The major strength of this study is that a large number of patients undergoing routine imaging examinations were included in various types of examinations across a large number of centres. This minimizes bias caused by single-centre and/or single-indication effects, and thus increases applicability of the study results to daily clinical practice. As a PMS study, it was also performed strictly according to GCP/International Conference on Harmonisation standards protecting participants' rights by obtaining informed consent either from patients directly or from their legal surrogates where the consent could not be obtained from the patient because of the use of sedative or anaesthetic drugs.

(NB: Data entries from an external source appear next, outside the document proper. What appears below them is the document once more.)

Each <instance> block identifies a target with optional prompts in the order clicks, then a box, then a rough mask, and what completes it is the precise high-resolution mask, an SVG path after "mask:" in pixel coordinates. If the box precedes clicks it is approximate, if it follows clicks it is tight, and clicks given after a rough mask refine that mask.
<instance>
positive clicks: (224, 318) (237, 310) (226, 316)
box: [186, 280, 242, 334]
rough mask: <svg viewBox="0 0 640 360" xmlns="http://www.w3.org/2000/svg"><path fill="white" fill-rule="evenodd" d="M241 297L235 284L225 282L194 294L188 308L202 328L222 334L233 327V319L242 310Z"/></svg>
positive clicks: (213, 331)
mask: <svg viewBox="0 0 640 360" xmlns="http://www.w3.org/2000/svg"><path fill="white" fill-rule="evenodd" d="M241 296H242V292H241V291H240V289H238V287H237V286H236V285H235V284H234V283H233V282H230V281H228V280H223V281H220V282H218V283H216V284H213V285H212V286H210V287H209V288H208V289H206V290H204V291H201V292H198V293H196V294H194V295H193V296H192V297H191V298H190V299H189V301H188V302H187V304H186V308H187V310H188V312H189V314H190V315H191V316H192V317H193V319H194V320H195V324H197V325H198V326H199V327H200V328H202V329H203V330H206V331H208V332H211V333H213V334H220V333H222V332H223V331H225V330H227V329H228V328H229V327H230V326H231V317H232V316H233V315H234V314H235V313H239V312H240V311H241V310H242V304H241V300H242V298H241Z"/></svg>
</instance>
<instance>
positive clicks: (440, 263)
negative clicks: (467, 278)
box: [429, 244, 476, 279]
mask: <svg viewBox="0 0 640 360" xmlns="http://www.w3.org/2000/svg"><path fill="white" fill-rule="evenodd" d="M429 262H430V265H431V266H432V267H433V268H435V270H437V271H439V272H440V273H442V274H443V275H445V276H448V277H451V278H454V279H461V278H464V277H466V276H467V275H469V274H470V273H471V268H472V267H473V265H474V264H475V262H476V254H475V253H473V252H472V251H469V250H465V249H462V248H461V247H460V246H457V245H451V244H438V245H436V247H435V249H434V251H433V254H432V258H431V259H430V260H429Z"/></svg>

On the other hand, this study has some usual limitations inherent to the observational study, such as no randomization/blinding, no reference standard and no uniform standard to assess baseline risk factors and adverse events in the participating study centres.

In conclusion, iodixanol administration in 20 185 patients for various imaging examinations during routine clinical practice demonstrated a reassuring safety profile that is consistent with clinical trial data and previous clinical experience with ICM applications. The present study also confirmed that iodixanol is a well-tolerated contrast medium with an excellent comfort profile.

FUNDING

The study was sponsored by GE Healthcare, Shanghai, China.